I cringe when non-Australian writers attempt strine, because it disappeared as a jargon back in the seventies (Crocodile Dundee was never representative, it leaned in heavily on the clichés right from the start).

I suspect readers can figure out I'm not English or American from my writing, but I suspect it's the subtleties in my use of language rather than anything blatantly obvious. I rarely attempt a dialect; although several characters have quirks or favourite words, but that's more about the character than where they come from.

@AG31 might be able to comment on my "Australian-ness", if it even exists.
 
Slang is great, I love it. I do try to make any London slang I use (hopefully) intelligent to others, though I'm not sure that 'scrote' travelled very well.
@HordHolm,
I don't even think I'll try and guess what @MelissaBaby means by "buhdada" - it sounds extreme and obscene...! :ROFLMAO:

For you I leave this little gem;
"Bloody 'ell, th' look on yer boat race mate," I said, "tell yer wot, I'll get 'er indoors on th' dog 'n' bone an' we'll meetcha down the frog and toad 'bout 'alf past eight, awright?"

Respec'fully, always gaffer,
D.
 
My contribution:

When I'm editing a story, I pay close attention to physical items and details. My new story, for instance, mentions a character's phone and earbuds, another character's hat and sunglasses, and the patchy grass in a glade.

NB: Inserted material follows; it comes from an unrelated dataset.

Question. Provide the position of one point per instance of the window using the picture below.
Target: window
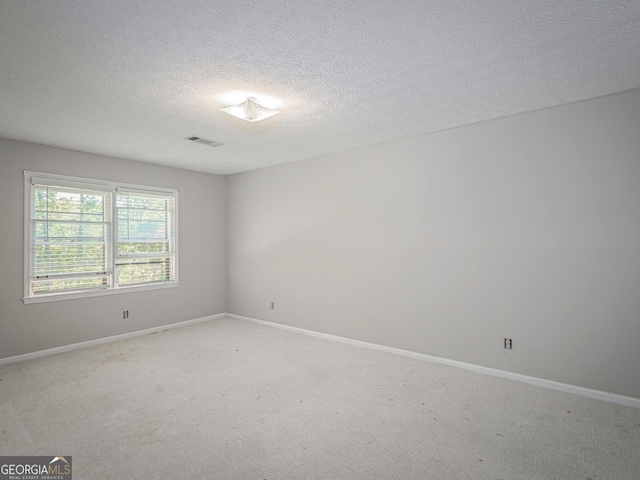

In the editing phase, I make sure that none of those details are left hanging. The character wearing the sunglasses has to take them off, and preferably tuck them away somewhere before the sex starts. The character with the phone drops it on the patchy grass, and has to remember to pick it up before she leaves.

In the same way, if a side character makes an appearance, I try to give their role an end moment, or a call-back.

I believe that these details make the story more complete. The reader might not notice them, but I think they would if I left them out. I don't want anyone to think to themselves, "But hey, wasn't he wearing sunglasses? How can she what colour his eyes are?" Or: "What happened to the saxophone player?" If you don't "close" the details, the reader might wonder why you mentioned them in the first place.